Hedgeye Retail’s Take: All part of Nike’s plan to double the Action Sports business over the next 5-years. Before we get too excited let’s keep in mind the business currently accounts for less than 2% of total sales. The spot will air during the NBA finals on Sunday and in cinemas over the July 4th weekend for those interested.


Japanese Luxury Market Forecast Suggests Strong Rebound - Japane’s luxury goods market is expected to resume its pre-earthquake sales figures, according to consultancy firm McKinsey & Co.  The company conducted a survey of more than 1,300 consumers and 25 senior business executives to ascertain the impact of the recent natural disaster on the luxury goods sector. Around 60 per cent of business leaders forecast that luxury sales would either plateau or improve in 2011 compared to last year, while 85 per cent of respondents were optimistic that the market would improve in the longer term.
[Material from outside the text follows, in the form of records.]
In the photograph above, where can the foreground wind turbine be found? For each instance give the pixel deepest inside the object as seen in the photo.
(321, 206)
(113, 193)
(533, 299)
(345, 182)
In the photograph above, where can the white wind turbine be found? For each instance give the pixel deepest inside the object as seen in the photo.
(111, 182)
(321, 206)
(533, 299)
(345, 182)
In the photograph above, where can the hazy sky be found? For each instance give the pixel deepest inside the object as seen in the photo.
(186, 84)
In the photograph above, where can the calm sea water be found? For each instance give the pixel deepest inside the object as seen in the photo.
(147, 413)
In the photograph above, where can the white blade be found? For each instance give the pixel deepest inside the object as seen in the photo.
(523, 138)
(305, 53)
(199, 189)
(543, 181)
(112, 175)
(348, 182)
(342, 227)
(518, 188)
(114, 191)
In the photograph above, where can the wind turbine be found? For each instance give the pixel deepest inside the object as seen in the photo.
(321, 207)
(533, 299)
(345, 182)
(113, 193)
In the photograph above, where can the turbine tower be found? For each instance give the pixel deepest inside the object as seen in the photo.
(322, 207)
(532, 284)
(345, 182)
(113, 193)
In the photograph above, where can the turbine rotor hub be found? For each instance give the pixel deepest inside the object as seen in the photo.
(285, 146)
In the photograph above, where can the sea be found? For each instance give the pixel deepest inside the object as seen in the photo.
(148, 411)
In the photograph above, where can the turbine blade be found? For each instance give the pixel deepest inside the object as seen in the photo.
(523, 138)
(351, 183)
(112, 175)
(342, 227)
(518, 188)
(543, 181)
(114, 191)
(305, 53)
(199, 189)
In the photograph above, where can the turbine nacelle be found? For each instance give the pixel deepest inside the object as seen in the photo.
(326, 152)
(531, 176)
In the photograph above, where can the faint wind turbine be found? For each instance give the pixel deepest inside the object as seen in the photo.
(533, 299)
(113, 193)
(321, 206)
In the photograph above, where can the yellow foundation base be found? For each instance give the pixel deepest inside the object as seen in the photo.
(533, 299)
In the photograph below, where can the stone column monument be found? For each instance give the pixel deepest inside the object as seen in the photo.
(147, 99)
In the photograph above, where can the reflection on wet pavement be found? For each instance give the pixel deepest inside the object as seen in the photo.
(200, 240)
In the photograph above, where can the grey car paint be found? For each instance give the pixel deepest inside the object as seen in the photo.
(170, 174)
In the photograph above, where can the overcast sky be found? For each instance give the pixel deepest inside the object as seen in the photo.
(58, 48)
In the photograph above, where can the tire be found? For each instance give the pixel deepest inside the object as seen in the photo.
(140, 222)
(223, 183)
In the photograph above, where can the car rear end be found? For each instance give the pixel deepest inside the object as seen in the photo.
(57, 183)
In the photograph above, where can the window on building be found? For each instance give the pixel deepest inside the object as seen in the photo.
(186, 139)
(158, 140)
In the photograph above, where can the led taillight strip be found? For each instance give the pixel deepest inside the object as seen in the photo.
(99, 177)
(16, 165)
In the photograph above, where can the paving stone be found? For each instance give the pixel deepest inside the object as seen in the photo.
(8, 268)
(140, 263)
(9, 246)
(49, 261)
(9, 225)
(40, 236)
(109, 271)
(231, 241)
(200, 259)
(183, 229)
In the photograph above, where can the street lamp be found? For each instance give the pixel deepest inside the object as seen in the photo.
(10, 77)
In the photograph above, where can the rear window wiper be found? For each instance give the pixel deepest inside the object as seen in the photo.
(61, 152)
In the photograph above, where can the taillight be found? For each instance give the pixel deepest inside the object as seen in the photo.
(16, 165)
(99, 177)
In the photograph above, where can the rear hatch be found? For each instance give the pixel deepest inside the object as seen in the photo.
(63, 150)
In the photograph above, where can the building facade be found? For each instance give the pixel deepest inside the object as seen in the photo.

The report also highlighted why consumers opt to buy premium products, with 28 per cent doing so as a "treat", 41 per cent citing their durability and 20 per cent of respondents noting their improved overall quality compared to standard products. <WWD>

Hedgeye Retail’s Take: One of the more aggressive forecasts we’ve seen given that the tsunami had an annualized MSD impact on sales not accounting for sales lost due to lower consumer sentiment after the initial impact.